Tennessee-Thai Beef Satay with Bourbon Sriracha Marinade Spicy!
“Sate is the Southeast Asian answer to shish kebab—small skewers of intensely flavorful grilled meat served by street vendors, restaurants, and everywhere in between. These owe their soulful flavor to Asian fish sauce and Bib & Tucker Double Char, with Sriracha to kick up the heat. In Singapore, sate is traditionally eaten with diced onion and cucumber. Leave the last 1/4 inch of the skewer point food free and use it to pick up onion and cucumber.”
—Steven Raichlen
Ingredients
- 1-1/2 pounds New York strips or sirloin steak (3/4 inch thick)
- Salt and pepper
- 1/2 cup roasted peanuts, finely chopped
- 1 cucumber, seeded and cut into 1/4-inch dice and in a small bowl
- 1 small red onion, peeled and cut into 1/4-inch dice and in a small bowl
FOR THE MARINADE
- 1/4 cup Bib & Tucker Double Char Bourbon
- 1/4 cup Sriracha
- 1/4 cup Asian fish sauce or soy sauce
- 1/4 cup vegetable oil, plus oil for the grill grate
- 3 tablespoon fresh lime juice
You’ll also need: 8-inch bamboo skewers
Directions
- Cut the steak across the grain into thin strips, each 4 inches long, 3/4 inch wide, and 1/8 inch thick. Thread the beef strips onto the skewers, leaving a 1/4-inch point at the end. Arrange the sates in a baking dish.
- Combine the ingredients for the marinade in a bowl and whisk to mix. Pour this marinade over the meat part of the sates and marinate for 1 to 2 hours in the refrigerator, turning the sates a couple times so they marinate evenly. Drain off and discard the marinade. Just before grilling, season the sates with salt and pepper.

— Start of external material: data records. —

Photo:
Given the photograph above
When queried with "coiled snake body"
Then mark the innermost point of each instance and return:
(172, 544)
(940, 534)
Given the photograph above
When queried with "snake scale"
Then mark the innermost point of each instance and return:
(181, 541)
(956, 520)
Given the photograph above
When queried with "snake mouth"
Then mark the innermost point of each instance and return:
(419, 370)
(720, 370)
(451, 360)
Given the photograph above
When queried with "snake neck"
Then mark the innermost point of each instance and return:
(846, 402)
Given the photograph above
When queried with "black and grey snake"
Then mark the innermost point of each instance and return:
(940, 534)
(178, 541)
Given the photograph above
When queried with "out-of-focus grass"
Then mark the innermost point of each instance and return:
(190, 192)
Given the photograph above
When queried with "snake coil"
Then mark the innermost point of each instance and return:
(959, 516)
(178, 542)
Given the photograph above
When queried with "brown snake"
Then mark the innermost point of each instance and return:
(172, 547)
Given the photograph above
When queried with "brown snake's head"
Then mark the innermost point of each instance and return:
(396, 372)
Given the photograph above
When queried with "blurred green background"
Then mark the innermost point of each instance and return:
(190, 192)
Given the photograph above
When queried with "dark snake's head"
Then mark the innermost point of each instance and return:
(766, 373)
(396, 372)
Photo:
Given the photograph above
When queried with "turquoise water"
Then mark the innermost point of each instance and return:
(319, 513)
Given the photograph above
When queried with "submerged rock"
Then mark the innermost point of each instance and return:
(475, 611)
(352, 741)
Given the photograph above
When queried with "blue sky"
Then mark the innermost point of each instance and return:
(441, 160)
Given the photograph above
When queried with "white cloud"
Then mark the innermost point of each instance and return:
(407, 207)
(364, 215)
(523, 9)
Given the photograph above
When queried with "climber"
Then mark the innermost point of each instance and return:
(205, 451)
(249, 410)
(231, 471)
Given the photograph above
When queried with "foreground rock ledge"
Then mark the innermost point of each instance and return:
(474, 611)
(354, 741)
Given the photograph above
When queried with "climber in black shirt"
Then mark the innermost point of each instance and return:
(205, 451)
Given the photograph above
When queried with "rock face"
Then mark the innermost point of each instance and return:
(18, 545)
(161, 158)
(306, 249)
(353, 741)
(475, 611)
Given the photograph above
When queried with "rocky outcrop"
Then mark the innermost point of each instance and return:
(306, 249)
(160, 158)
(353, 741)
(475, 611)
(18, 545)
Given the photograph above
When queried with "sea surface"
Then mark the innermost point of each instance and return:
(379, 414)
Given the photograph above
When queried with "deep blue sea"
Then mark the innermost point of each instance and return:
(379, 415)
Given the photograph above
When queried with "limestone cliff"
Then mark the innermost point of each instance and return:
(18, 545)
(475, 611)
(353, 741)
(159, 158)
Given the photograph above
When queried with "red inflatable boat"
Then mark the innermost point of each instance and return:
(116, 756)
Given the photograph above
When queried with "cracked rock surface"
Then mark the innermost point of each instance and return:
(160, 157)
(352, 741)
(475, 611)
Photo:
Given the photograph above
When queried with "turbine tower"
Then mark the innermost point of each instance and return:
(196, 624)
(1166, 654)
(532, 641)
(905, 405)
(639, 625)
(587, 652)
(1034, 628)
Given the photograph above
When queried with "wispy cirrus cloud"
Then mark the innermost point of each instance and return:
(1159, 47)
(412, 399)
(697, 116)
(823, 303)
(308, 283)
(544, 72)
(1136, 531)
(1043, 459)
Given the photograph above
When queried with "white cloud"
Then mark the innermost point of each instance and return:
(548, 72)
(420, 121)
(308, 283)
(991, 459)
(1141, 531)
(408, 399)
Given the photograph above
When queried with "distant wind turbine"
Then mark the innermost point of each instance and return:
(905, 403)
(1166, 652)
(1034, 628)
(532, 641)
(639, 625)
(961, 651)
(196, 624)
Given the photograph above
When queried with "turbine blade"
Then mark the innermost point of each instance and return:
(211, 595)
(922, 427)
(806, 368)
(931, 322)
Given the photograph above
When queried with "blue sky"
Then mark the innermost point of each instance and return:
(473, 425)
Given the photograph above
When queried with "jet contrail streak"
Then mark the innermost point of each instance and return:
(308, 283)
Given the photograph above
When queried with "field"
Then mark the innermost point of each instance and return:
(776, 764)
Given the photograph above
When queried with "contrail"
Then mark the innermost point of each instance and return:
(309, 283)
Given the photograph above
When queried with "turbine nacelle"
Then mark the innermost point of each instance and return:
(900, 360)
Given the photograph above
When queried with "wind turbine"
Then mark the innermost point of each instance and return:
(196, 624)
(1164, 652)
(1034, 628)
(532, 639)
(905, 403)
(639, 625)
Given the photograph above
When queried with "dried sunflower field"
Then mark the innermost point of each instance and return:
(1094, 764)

- Set up your grill for direct grilling and heat to high. Brush or scrape the grill grate clean and oil it well. Arrange the sates on the grill, with a folded sheet of aluminum foil under the exposed part of the skewers to keep them from burning. Grill until cooked to taste, 1 to 2 minutes per side for medium.
- Arrange the sates on a platter or plates and sprinkle with the ground peanuts. To eat, skewer some cucumber and onions on the point, then dig in.